I am rarely very brave. I guess I could give myself some credit and say that I sometimes become brave, but if there is a ledger on me, it will be heavily marked in the coward side. Any episode I could report to you of great bravery was a moment that came after tens of thousands of major failures and minor wins in bravery.

I am not a chronically anxious person, but I find I tic that way sometimes. Years ago I received a phone call from an authority figure in one of my kids’ lives. My heart froze. I looked up to confirm that the child in question was with me, so, safe, and then I let the call go to voicemail. I was certain that I had been found out. It was the call to let me know that my illusions of parenting success were void and I had failed my child. I had no reason to believe that is what the call was for, but it is just where my head went.

The person left a message and I let that message sit on my phone for two days. Every time I saw the notification on my phone, I felt a little sick. After two days of this, I finally put “listen to voicemail” on my to do list. This meant that it had to be done. There was no getting around it.

I did everything I could do from my generously padded to do list.
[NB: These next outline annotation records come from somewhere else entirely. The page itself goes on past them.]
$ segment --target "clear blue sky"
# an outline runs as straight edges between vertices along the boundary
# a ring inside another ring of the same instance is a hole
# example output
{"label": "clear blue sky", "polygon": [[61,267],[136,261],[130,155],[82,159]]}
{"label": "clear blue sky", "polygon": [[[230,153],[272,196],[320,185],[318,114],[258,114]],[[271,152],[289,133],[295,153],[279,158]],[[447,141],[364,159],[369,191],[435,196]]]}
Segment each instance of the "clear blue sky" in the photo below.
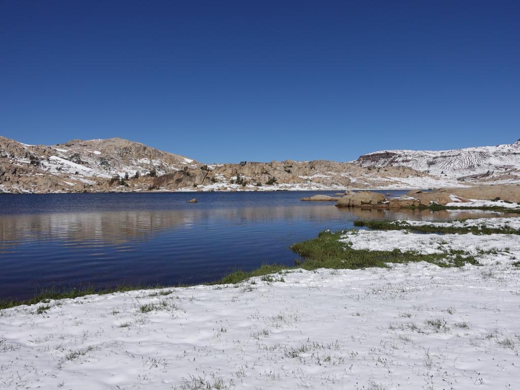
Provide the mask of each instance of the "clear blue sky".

I cleaned the bathroom, graded homework, straighten books on the shelf, cleaned out the fridge, dusted blinds… Finally, the list was finished except for that HUGE ZIT of a notification on my phone. It was time.

I asked God to guard my heart and make me brave, then I put the phone to my ear to receive the awful news I had been dreading.

“Hello, parents! Welcome to another school year at <local> high school! We are happy to have your son/daughter…”

I heard no more after that. I felt just as ridiculous as I felt relieved. I knew it was not bad news. I knew it, but it played on my fear. I am afraid of difficult things, hard talks, criticism, looking dumb, and not being recognized. When I get a whiff of it, even if I am dead wrong, it sets off all my alarms.

For me, bravery is when I tackle difficult things, have hard talks that I didn’t instigate, receive critisicm with grace, risk looking dumb, actually look dumb, and labor with no recognition. In a word, for me, bravery happens when I am humble.

I only learned this because of how often I have been humbled. Being humbled is a different animal than being humble. I know this, because I get humbled more often than I’d care to admit. So, I can’t really tell you how to be brave, but I can tell you how to fail at brave. I fail at brave when I get in the way like a toddler with a set of car keys. I need to stop pretending that I’m in charge. When I run the show, the end is cowardice of some kind. Every time.